Chris Hayes, a senior data analyst at Common Wealth, who wrote the report, said: “It is a shame that the chancellor’s U-turn does not extend to his tax cuts on dividends, which benefit the very wealthy and are already subject to very generous treatment.

“For two decades, shareholders have been enjoying ever greater payouts that could have been invested productively or paid to workers. Further tilting the balance in favour of shareholders will not unleash economic dynamism. It will only deepen our stagnation.”

According to the Common Wealth and IPPR research, the value of dividends paid to shareholders in UK-listed companies has snapped back to 2017-18 levels after a drop during the Covid pandemic, without an equivalent increase in wages for workers.

Dividend income is subject to a £2,000 tax-free allowance, meaning Kwarteng’s tax cut is likely to benefit the wealthiest individuals who earn more than this amount from their shareholdings.

Among firms currently listed in the FTSE All Share index, which tracks the biggest listed UK companies, dividends steadily climbed in value at a faster rate than employee earnings during the decade from the 2008 financial crisis up to the Covid pandemic, up from £17.3bn in 2014 to £28bn in 2019.

Share buybacks, an alternative form of corporate payout whereby companies purchase shares from their investors to raise the price of the stock, have also risen sharply.

The research showed share buybacks more than doubled from £3.4bn in 2015 to £8.2bn in 2019, and have since more than quadrupled from 2015 levels to reach £16.2bn in the second quarter of 2022.

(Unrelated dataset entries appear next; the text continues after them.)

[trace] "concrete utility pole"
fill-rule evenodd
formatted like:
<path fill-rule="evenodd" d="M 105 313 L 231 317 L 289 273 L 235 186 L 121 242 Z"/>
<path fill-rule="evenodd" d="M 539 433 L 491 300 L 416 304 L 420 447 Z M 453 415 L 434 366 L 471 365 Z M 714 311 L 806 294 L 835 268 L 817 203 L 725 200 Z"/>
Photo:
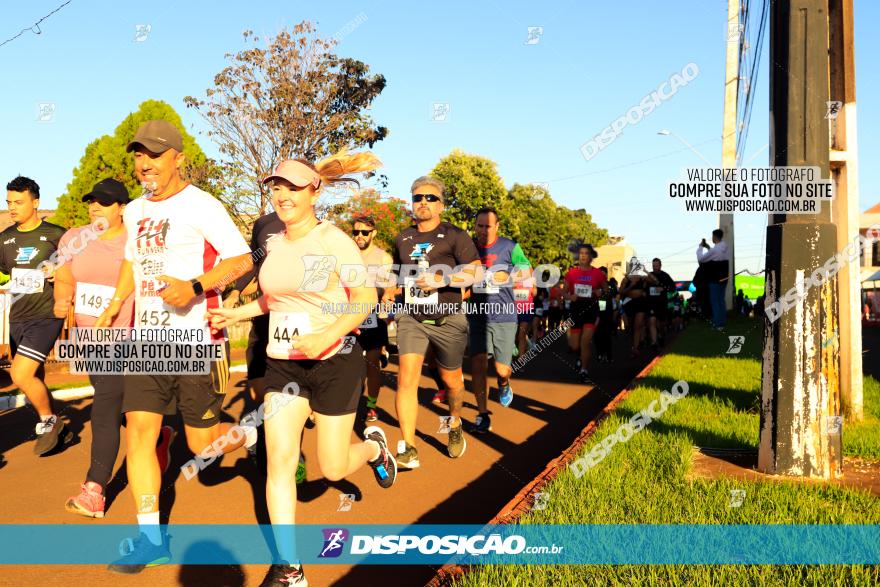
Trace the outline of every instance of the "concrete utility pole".
<path fill-rule="evenodd" d="M 817 166 L 829 177 L 828 0 L 771 0 L 770 151 L 775 166 Z M 816 275 L 836 252 L 831 205 L 774 215 L 767 228 L 767 304 Z M 758 468 L 830 479 L 841 475 L 836 280 L 764 330 Z"/>
<path fill-rule="evenodd" d="M 856 63 L 852 0 L 829 0 L 831 176 L 836 198 L 831 217 L 837 250 L 859 235 L 859 173 L 856 144 Z M 838 109 L 839 108 L 839 109 Z M 847 421 L 864 418 L 862 407 L 862 284 L 858 264 L 837 274 L 840 316 L 840 389 Z"/>
<path fill-rule="evenodd" d="M 736 167 L 736 94 L 739 86 L 739 45 L 743 33 L 739 25 L 739 0 L 727 0 L 727 64 L 724 69 L 724 124 L 721 132 L 721 166 Z M 751 83 L 752 80 L 748 80 Z M 734 253 L 733 214 L 720 214 L 718 228 L 724 231 L 724 241 L 730 251 L 730 270 L 724 299 L 728 310 L 733 309 Z"/>

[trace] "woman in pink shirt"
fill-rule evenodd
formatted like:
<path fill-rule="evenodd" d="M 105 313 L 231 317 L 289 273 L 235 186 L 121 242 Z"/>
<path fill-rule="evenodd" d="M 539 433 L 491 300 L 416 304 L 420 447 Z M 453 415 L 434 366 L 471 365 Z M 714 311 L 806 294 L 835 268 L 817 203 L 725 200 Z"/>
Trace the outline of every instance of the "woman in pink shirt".
<path fill-rule="evenodd" d="M 322 187 L 357 183 L 349 174 L 380 165 L 370 153 L 344 152 L 317 165 L 302 159 L 281 163 L 265 183 L 286 230 L 266 243 L 259 274 L 263 296 L 239 308 L 210 310 L 211 326 L 217 329 L 269 312 L 266 502 L 282 560 L 272 565 L 263 585 L 295 584 L 303 577 L 292 534 L 294 475 L 301 433 L 312 411 L 318 461 L 327 479 L 342 479 L 365 464 L 384 488 L 397 477 L 381 428 L 370 426 L 364 442 L 351 444 L 366 372 L 363 350 L 351 333 L 376 305 L 376 288 L 365 283 L 366 268 L 354 241 L 315 216 Z"/>
<path fill-rule="evenodd" d="M 107 308 L 116 288 L 125 247 L 122 212 L 129 202 L 128 190 L 115 179 L 99 181 L 83 196 L 89 203 L 91 224 L 71 228 L 58 242 L 62 265 L 55 268 L 55 317 L 67 318 L 73 304 L 77 328 L 92 328 Z M 130 328 L 134 297 L 129 296 L 111 325 Z M 67 500 L 64 508 L 89 518 L 104 517 L 104 493 L 113 476 L 119 452 L 119 427 L 122 425 L 122 377 L 90 374 L 95 389 L 92 401 L 91 465 L 80 493 Z M 170 460 L 169 450 L 174 431 L 162 428 L 159 436 L 159 466 L 164 471 Z"/>

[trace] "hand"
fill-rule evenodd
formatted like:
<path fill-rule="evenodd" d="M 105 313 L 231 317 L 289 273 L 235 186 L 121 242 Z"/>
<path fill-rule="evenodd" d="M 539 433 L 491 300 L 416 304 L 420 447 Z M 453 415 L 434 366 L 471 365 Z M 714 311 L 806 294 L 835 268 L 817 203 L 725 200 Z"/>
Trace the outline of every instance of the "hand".
<path fill-rule="evenodd" d="M 55 307 L 52 309 L 56 318 L 67 318 L 70 312 L 70 300 L 55 300 Z"/>
<path fill-rule="evenodd" d="M 101 312 L 101 315 L 98 316 L 98 320 L 95 322 L 95 328 L 109 328 L 110 325 L 113 324 L 113 319 L 116 318 L 121 307 L 122 304 L 119 302 L 110 302 L 107 309 Z"/>
<path fill-rule="evenodd" d="M 169 306 L 183 308 L 184 306 L 188 306 L 196 297 L 196 292 L 193 291 L 192 284 L 189 281 L 177 279 L 176 277 L 170 277 L 168 275 L 160 275 L 156 279 L 167 284 L 162 288 L 162 291 L 159 292 L 159 296 L 162 298 L 162 301 Z"/>
<path fill-rule="evenodd" d="M 235 307 L 236 304 L 238 304 L 239 299 L 241 299 L 241 294 L 238 293 L 238 291 L 233 290 L 233 292 L 229 294 L 229 296 L 225 300 L 223 300 L 223 307 L 231 310 Z"/>
<path fill-rule="evenodd" d="M 312 333 L 304 336 L 294 336 L 291 338 L 293 348 L 304 354 L 309 359 L 317 359 L 321 353 L 333 345 L 333 340 L 329 340 L 324 333 Z"/>
<path fill-rule="evenodd" d="M 510 273 L 507 271 L 493 271 L 490 275 L 492 285 L 504 285 L 510 279 Z"/>
<path fill-rule="evenodd" d="M 238 310 L 232 308 L 209 308 L 205 315 L 211 332 L 217 333 L 227 326 L 231 326 L 240 320 Z"/>
<path fill-rule="evenodd" d="M 440 289 L 446 285 L 446 279 L 438 277 L 436 273 L 424 273 L 416 279 L 416 287 L 425 293 Z"/>

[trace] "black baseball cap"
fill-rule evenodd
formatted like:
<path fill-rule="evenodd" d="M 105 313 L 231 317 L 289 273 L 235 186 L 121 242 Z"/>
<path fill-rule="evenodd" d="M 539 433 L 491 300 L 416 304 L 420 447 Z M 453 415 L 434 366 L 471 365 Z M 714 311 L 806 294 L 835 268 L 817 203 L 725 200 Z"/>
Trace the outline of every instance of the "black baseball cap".
<path fill-rule="evenodd" d="M 183 152 L 180 131 L 167 120 L 148 120 L 140 125 L 125 150 L 130 153 L 138 145 L 145 146 L 153 153 L 164 153 L 168 149 Z"/>
<path fill-rule="evenodd" d="M 119 204 L 128 204 L 131 198 L 128 196 L 128 190 L 125 184 L 115 179 L 102 179 L 95 184 L 92 191 L 82 197 L 82 201 L 97 200 L 104 206 L 116 202 Z"/>

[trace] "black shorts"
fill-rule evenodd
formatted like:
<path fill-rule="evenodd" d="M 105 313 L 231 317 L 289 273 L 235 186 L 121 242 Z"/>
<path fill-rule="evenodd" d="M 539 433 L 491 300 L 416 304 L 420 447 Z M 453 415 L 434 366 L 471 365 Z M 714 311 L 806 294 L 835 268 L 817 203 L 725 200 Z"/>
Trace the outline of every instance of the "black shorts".
<path fill-rule="evenodd" d="M 556 307 L 547 310 L 547 320 L 549 320 L 551 324 L 559 324 L 562 322 L 562 308 Z"/>
<path fill-rule="evenodd" d="M 266 391 L 299 386 L 299 396 L 324 416 L 354 414 L 358 409 L 363 379 L 367 374 L 363 349 L 355 344 L 350 353 L 336 353 L 325 361 L 273 359 L 266 368 Z"/>
<path fill-rule="evenodd" d="M 45 363 L 46 356 L 64 327 L 63 318 L 34 318 L 9 325 L 9 346 L 12 357 L 21 353 L 28 359 Z"/>
<path fill-rule="evenodd" d="M 375 328 L 361 328 L 361 333 L 356 338 L 365 351 L 388 346 L 388 323 L 382 318 L 377 318 Z"/>
<path fill-rule="evenodd" d="M 593 302 L 571 305 L 572 330 L 595 328 L 599 322 L 599 305 Z"/>
<path fill-rule="evenodd" d="M 261 314 L 251 321 L 248 346 L 245 351 L 247 378 L 250 381 L 266 376 L 266 345 L 269 344 L 269 315 Z"/>
<path fill-rule="evenodd" d="M 223 359 L 211 363 L 206 375 L 126 375 L 122 412 L 171 416 L 180 410 L 183 423 L 210 428 L 220 422 L 220 409 L 229 383 L 229 343 Z"/>
<path fill-rule="evenodd" d="M 666 315 L 668 314 L 668 308 L 666 305 L 666 299 L 664 297 L 659 298 L 648 298 L 648 312 L 650 316 L 653 316 L 657 320 L 666 320 Z"/>
<path fill-rule="evenodd" d="M 650 309 L 648 306 L 648 299 L 645 296 L 631 298 L 624 308 L 626 308 L 626 315 L 630 318 L 635 318 L 636 314 L 646 313 Z"/>

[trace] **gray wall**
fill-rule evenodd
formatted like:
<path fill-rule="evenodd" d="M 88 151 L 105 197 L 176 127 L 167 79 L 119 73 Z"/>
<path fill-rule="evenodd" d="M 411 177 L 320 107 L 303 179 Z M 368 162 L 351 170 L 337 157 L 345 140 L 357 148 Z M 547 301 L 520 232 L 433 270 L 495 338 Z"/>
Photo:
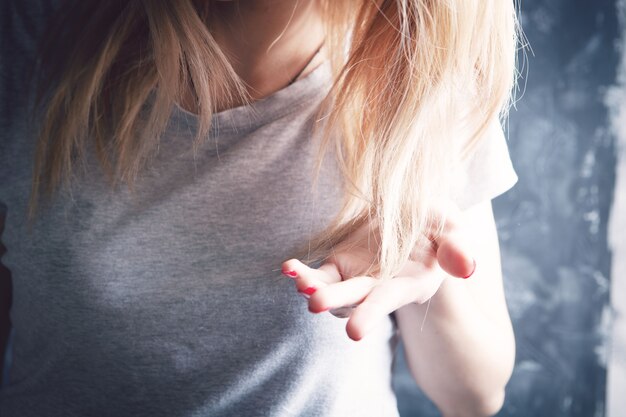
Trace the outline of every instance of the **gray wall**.
<path fill-rule="evenodd" d="M 494 202 L 517 341 L 499 416 L 603 416 L 616 166 L 604 101 L 619 61 L 616 1 L 521 3 L 534 56 L 510 117 L 520 181 Z M 403 416 L 438 415 L 402 363 L 396 388 Z"/>

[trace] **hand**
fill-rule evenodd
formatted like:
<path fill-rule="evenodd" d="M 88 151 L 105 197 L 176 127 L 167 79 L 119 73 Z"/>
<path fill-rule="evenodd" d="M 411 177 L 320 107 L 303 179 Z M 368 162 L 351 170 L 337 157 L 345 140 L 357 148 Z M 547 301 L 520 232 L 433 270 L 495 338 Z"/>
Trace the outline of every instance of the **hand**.
<path fill-rule="evenodd" d="M 397 276 L 381 281 L 364 275 L 379 250 L 376 229 L 366 224 L 348 239 L 349 249 L 341 249 L 326 259 L 318 269 L 297 259 L 283 262 L 283 274 L 293 278 L 298 292 L 308 298 L 309 311 L 330 311 L 350 318 L 348 336 L 362 339 L 388 314 L 410 304 L 422 304 L 437 292 L 449 277 L 469 278 L 476 269 L 463 233 L 462 215 L 458 210 L 446 217 L 443 233 L 435 237 L 427 231 L 431 242 L 425 250 L 414 250 Z"/>

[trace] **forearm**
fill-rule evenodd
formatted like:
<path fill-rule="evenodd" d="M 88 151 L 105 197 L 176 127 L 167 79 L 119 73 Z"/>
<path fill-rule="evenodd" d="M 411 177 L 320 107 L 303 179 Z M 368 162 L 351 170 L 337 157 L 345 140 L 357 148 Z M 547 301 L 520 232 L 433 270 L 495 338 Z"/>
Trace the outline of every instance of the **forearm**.
<path fill-rule="evenodd" d="M 513 369 L 508 314 L 494 319 L 474 301 L 467 287 L 478 279 L 448 278 L 430 306 L 396 312 L 411 372 L 446 417 L 496 413 Z"/>

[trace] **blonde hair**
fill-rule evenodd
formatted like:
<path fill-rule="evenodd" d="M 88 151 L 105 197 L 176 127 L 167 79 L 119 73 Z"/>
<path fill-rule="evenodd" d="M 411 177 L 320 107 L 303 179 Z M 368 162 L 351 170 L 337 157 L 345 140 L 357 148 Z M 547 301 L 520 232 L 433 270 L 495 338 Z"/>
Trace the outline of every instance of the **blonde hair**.
<path fill-rule="evenodd" d="M 325 259 L 369 222 L 380 251 L 368 272 L 389 278 L 428 244 L 426 228 L 441 228 L 432 213 L 445 207 L 454 167 L 508 108 L 515 8 L 507 0 L 320 1 L 334 84 L 320 113 L 316 178 L 332 147 L 346 192 L 337 217 L 299 256 Z M 54 65 L 63 59 L 46 53 L 40 61 L 31 213 L 70 182 L 87 139 L 111 180 L 132 185 L 189 87 L 201 120 L 196 145 L 215 109 L 247 98 L 205 24 L 210 2 L 74 3 L 44 45 L 56 54 L 71 40 L 67 61 Z"/>

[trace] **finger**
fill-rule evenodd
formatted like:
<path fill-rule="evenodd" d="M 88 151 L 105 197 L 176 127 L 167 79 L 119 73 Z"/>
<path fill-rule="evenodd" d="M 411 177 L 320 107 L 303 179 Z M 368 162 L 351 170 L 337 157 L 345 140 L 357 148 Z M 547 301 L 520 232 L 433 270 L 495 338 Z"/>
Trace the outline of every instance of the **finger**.
<path fill-rule="evenodd" d="M 332 284 L 341 281 L 341 274 L 332 262 L 326 262 L 319 268 L 311 268 L 298 259 L 289 259 L 282 264 L 282 273 L 288 277 Z"/>
<path fill-rule="evenodd" d="M 373 277 L 353 277 L 318 289 L 309 300 L 309 311 L 321 313 L 359 304 L 379 281 Z"/>
<path fill-rule="evenodd" d="M 309 298 L 319 288 L 341 280 L 337 266 L 331 262 L 319 268 L 311 268 L 297 259 L 290 259 L 283 262 L 282 272 L 294 279 L 296 290 L 305 298 Z"/>
<path fill-rule="evenodd" d="M 352 340 L 361 340 L 400 307 L 413 302 L 426 302 L 435 294 L 444 278 L 443 274 L 433 271 L 420 278 L 395 277 L 373 287 L 346 323 L 348 336 Z"/>
<path fill-rule="evenodd" d="M 460 232 L 446 234 L 438 241 L 437 262 L 441 269 L 458 278 L 469 278 L 476 269 L 465 237 Z"/>
<path fill-rule="evenodd" d="M 470 236 L 464 232 L 464 214 L 453 203 L 433 208 L 435 218 L 444 221 L 442 233 L 437 233 L 436 223 L 427 233 L 434 243 L 437 263 L 449 275 L 469 278 L 476 269 Z"/>

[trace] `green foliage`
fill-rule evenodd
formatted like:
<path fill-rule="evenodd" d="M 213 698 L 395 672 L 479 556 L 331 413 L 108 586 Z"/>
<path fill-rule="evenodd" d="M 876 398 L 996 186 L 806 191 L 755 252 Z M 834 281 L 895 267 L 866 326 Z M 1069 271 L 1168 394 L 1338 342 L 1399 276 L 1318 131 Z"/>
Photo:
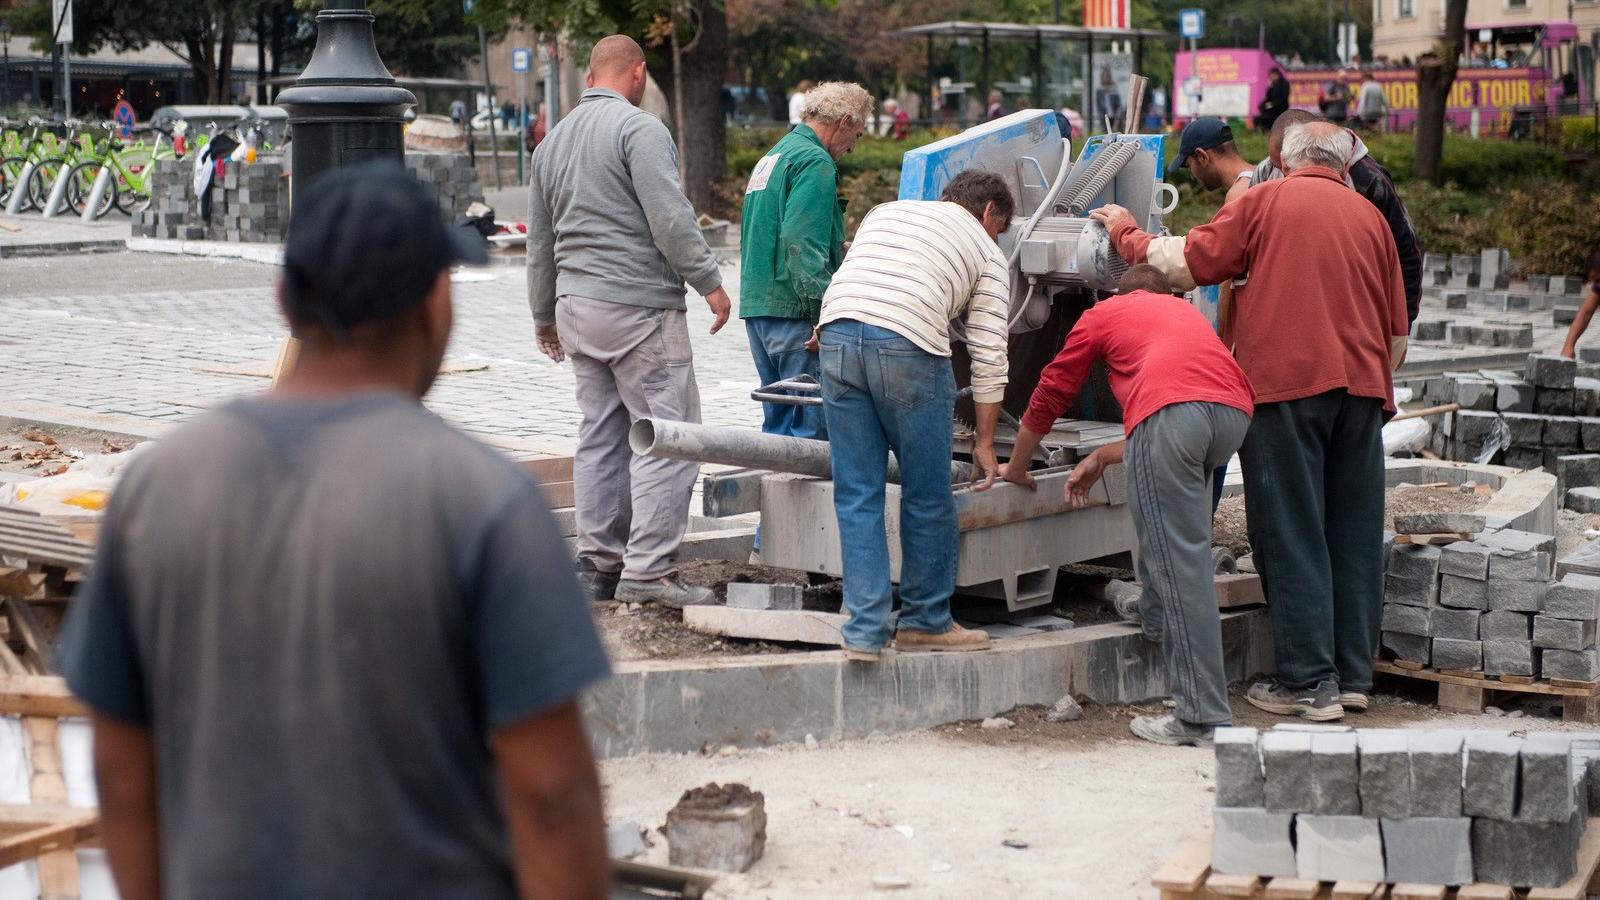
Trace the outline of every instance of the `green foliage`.
<path fill-rule="evenodd" d="M 1568 153 L 1600 152 L 1600 131 L 1594 116 L 1561 118 L 1561 149 Z"/>
<path fill-rule="evenodd" d="M 368 7 L 377 16 L 378 55 L 390 71 L 456 75 L 464 60 L 478 56 L 478 29 L 467 22 L 461 0 L 371 0 Z"/>

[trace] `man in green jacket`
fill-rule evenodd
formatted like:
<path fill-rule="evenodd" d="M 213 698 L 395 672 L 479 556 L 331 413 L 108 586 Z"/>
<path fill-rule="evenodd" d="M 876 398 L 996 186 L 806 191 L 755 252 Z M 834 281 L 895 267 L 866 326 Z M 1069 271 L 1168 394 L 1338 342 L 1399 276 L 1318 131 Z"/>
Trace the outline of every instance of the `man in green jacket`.
<path fill-rule="evenodd" d="M 872 95 L 829 82 L 805 95 L 801 123 L 750 173 L 739 233 L 739 317 L 762 384 L 817 378 L 811 331 L 844 261 L 844 204 L 835 160 L 861 139 Z M 820 406 L 768 403 L 761 430 L 823 439 Z"/>

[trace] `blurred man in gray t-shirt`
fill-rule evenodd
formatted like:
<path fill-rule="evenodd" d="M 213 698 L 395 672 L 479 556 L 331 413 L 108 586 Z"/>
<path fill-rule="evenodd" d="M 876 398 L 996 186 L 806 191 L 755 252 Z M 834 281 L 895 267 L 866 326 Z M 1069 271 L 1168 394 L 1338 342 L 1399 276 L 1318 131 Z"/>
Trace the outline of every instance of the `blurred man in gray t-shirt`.
<path fill-rule="evenodd" d="M 608 666 L 538 487 L 419 404 L 480 260 L 404 169 L 312 182 L 271 393 L 129 468 L 63 639 L 123 900 L 603 897 Z"/>

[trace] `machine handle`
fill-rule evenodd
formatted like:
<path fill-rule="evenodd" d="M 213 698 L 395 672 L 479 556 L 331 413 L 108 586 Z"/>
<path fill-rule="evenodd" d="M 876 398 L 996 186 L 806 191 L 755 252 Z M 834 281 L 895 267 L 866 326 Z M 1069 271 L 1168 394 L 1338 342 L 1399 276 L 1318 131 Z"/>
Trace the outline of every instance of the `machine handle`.
<path fill-rule="evenodd" d="M 1163 191 L 1172 196 L 1172 202 L 1168 203 L 1166 206 L 1160 205 L 1161 194 Z M 1171 215 L 1172 211 L 1178 208 L 1178 189 L 1170 184 L 1167 184 L 1165 181 L 1158 181 L 1156 182 L 1155 194 L 1151 197 L 1150 202 L 1156 204 L 1156 212 L 1163 216 Z"/>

The Treasury said it was cutting the tax on dividends to signal “renewed support for entrepreneurs and investors as part of the government’s drive to grow the economy and improve the standard of life for families across the UK”.

It said reversing the national insurance increase would mean an average tax cut of £330 a year for 28 million people. Those who pay tax on dividends will save an average of £345 next year.

George Dibb, head of the Centre for Economic Justice at the IPPR, said the rise in dividend payments and share buybacks since the pandemic showed companies were prioritising shareholder payouts over productivity-boosting investment and higher wages for workers.

“It raises serious concerns for the prospects of increasing the UK’s low levels of investment. Companies engage in share buybacks when they are unable to identify investment opportunities better than driving up their own share price.

“This is a symptom of an economy where firms don’t lack funds to invest – they lack the stable environment to invest in.

“The solution is not cutting taxes or regulation, but rather a government with a clear industrial strategy.”